During the three and nine months ended September 30, 2017, CONSOL Energy called the remaining $74,470 balance on its 8.25% senior notes due in April 2020 and the remaining $20,611 balance on its 6.375% senior notes due in March 2021. The call price was $101.375 for the 8.25% senior notes due in April 2020 and $102.125 for the 6.375% senior notes due in March 2021.

During the nine months ended September 30, 2017, CONSOL Energy purchased $119,025 of its outstanding 5.875% senior notes due in April 2022.

As part of these transactions, a loss of $2,019 and $1,233 was included in Loss on Debt Extinguishment on the Consolidated Statements of Income for the three and nine months ended September 30, 2017, respectively.





18



NOTE 12—COMMITMENTS AND CONTINGENT LIABILITIES:
CONSOL Energy and its subsidiaries are subject to various lawsuits and claims with respect to such matters as personal injury, wrongful death, damage to property, exposure to hazardous substances, governmental regulations including environmental remediation, employment and contract disputes and other claims and actions arising out of the normal course of business. CONSOL Energy accrues the estimated loss for these lawsuits and claims when the loss is probable and can be estimated. The Company's current estimated accruals related to these pending claims, individually and in the aggregate, are immaterial to the financial position, results of operations or cash flows of CONSOL Energy. It is possible that the aggregate loss in the future with respect to these lawsuits and claims could ultimately be material to the financial position, results of operations or cash flows of CONSOL Energy; however, such amounts cannot be reasonably estimated. The amount claimed against CONSOL Energy is disclosed below when an amount is expressly stated in the lawsuit or claim, which is not often the case.

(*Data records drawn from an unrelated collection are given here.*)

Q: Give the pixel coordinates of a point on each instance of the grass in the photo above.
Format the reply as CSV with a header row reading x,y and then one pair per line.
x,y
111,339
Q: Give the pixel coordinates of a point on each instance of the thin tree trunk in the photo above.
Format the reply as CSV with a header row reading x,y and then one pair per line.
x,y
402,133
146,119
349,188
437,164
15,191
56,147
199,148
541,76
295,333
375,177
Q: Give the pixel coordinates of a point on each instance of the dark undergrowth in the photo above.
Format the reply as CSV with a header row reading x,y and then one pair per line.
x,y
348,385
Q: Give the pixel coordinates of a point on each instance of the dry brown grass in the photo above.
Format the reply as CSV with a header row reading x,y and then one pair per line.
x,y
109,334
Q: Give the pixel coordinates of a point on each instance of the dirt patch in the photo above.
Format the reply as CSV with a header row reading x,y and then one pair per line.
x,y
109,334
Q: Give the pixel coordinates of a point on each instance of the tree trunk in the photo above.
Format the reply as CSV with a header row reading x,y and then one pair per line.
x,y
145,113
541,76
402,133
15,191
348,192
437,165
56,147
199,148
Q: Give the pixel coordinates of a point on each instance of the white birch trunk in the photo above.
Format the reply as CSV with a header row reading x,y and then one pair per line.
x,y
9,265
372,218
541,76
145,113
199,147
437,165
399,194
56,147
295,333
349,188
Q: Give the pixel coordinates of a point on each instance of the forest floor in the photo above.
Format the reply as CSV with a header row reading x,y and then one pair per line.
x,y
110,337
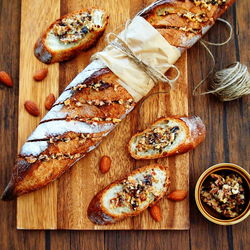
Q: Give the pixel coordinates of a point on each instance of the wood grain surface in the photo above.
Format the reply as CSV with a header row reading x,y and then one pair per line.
x,y
228,140
64,203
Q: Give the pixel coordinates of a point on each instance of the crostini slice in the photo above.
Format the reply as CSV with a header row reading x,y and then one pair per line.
x,y
129,196
167,136
70,34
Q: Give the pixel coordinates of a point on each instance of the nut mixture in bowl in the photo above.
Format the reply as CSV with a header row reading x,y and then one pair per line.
x,y
225,194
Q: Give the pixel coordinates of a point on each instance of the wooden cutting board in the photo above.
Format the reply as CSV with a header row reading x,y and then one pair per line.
x,y
63,204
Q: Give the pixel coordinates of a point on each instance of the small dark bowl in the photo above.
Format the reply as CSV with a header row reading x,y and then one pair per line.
x,y
209,212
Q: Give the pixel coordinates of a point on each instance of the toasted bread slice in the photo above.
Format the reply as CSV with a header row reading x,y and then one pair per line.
x,y
167,136
70,34
129,196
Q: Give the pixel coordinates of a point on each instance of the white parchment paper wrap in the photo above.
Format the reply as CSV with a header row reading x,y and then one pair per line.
x,y
149,46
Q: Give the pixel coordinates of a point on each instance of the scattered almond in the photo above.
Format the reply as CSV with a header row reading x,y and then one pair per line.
x,y
177,195
49,101
105,164
40,74
32,108
5,79
155,212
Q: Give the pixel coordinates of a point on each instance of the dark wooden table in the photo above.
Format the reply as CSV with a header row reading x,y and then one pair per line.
x,y
227,141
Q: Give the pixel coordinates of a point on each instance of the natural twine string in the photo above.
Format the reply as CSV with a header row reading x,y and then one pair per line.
x,y
152,72
230,83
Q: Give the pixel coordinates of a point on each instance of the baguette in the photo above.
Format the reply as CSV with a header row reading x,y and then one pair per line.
x,y
70,34
89,108
166,137
129,196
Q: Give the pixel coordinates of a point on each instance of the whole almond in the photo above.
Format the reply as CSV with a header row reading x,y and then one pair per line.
x,y
40,74
5,79
32,108
49,101
177,195
105,164
155,212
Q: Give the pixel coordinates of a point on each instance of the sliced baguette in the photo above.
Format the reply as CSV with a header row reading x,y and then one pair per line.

The following lawsuits and claims include those for which a loss is probable and an accrual has been recognized:

Hale Litigation: This class action lawsuit was filed on September 23, 2010 in the U.S. District Court in Abingdon, Virginia. The putative class consists of force-pooled unleased gas owners whose ownership of the coalbed methane (CBM) gas was declared to be in conflict with rights of others. The lawsuit seeks a judicial declaration of ownership of the CBM and damages based on allegations CNX Gas Company failed to either pay royalties due to conflicting claimants or deemed lessors or paid them less than required because of the alleged practice of improper below market sales and/or taking alleged improper post-production deductions. On September 30, 2013, the District Judge entered an Order certifying the class, and CNX Gas Company appealed the Order to the U.S. Fourth Circuit Court of Appeals. On August 19, 2014, the Fourth Circuit agreed with CNX Gas Company, reversed the Order certifying the class and remanded the case to the trial court for further proceedings consistent with the decision. On April 23, 2015, Plaintiffs filed a Renewed Motion for Class Certification, which CNX opposed. On March 29, 2017, the Court issued an Order certifying four issues for class treatment: (1) allegedly excessive deductions; (2) royalties based on purported improperly low prices; (3) deduction of severance taxes; and (4) Plaintiffs' request for an accounting. On April 13, 2017, CNX filed a Petition for Allowance of Appeal with the Fourth Circuit, and on May 22, 2017 the Petition was denied. The case is now back in the trial court for further proceedings. CONSOL Energy continues to believe this action cannot properly proceed as a class action in any form, believes the case has meritorious defenses, and intends to defend it vigorously. The Company has established an accrual to cover its estimated liability for this case. This accrual is immaterial to the overall financial position of CONSOL Energy and is included in Other Accrued Liabilities on the Consolidated Balance Sheets.

Addison Litigation: This class action lawsuit was filed on April 28, 2010 in the U.S. District Court in Abingdon, Virginia. The putative class consists of gas lessors whose gas ownership is in conflict. The lawsuit seeks a judicial declaration of ownership of the CBM and damages based on the allegations that CNX Gas Company failed to either pay royalties due to these conflicting claimant lessors or paid them less than required because of the alleged practice of improper below market sales and/or taking alleged improper post-production deductions. On September 30, 2013, the District Judge entered an Order certifying the class, and CNX Gas Company appealed the Order to the U.S. Fourth Circuit Court of Appeals. On August 19, 2014, the Fourth Circuit agreed with CNX Gas Company, reversed the Order certifying the class and remanded the case to the trial court for further proceedings consistent with the decision. On April 23, 2015, Plaintiffs filed a Renewed Motion for Class Certification, which CNX opposed. On March 29, 2017, the Court issued an Order denying class certification in this matter. CONSOL Energy believes the case has meritorious defenses, and intends to defend it vigorously. The Company has established an accrual to cover its estimated liability for this case. This accrual is immaterial to the overall financial position of CONSOL Energy and is included in Other Accrued Liabilities on the Consolidated Balance Sheets.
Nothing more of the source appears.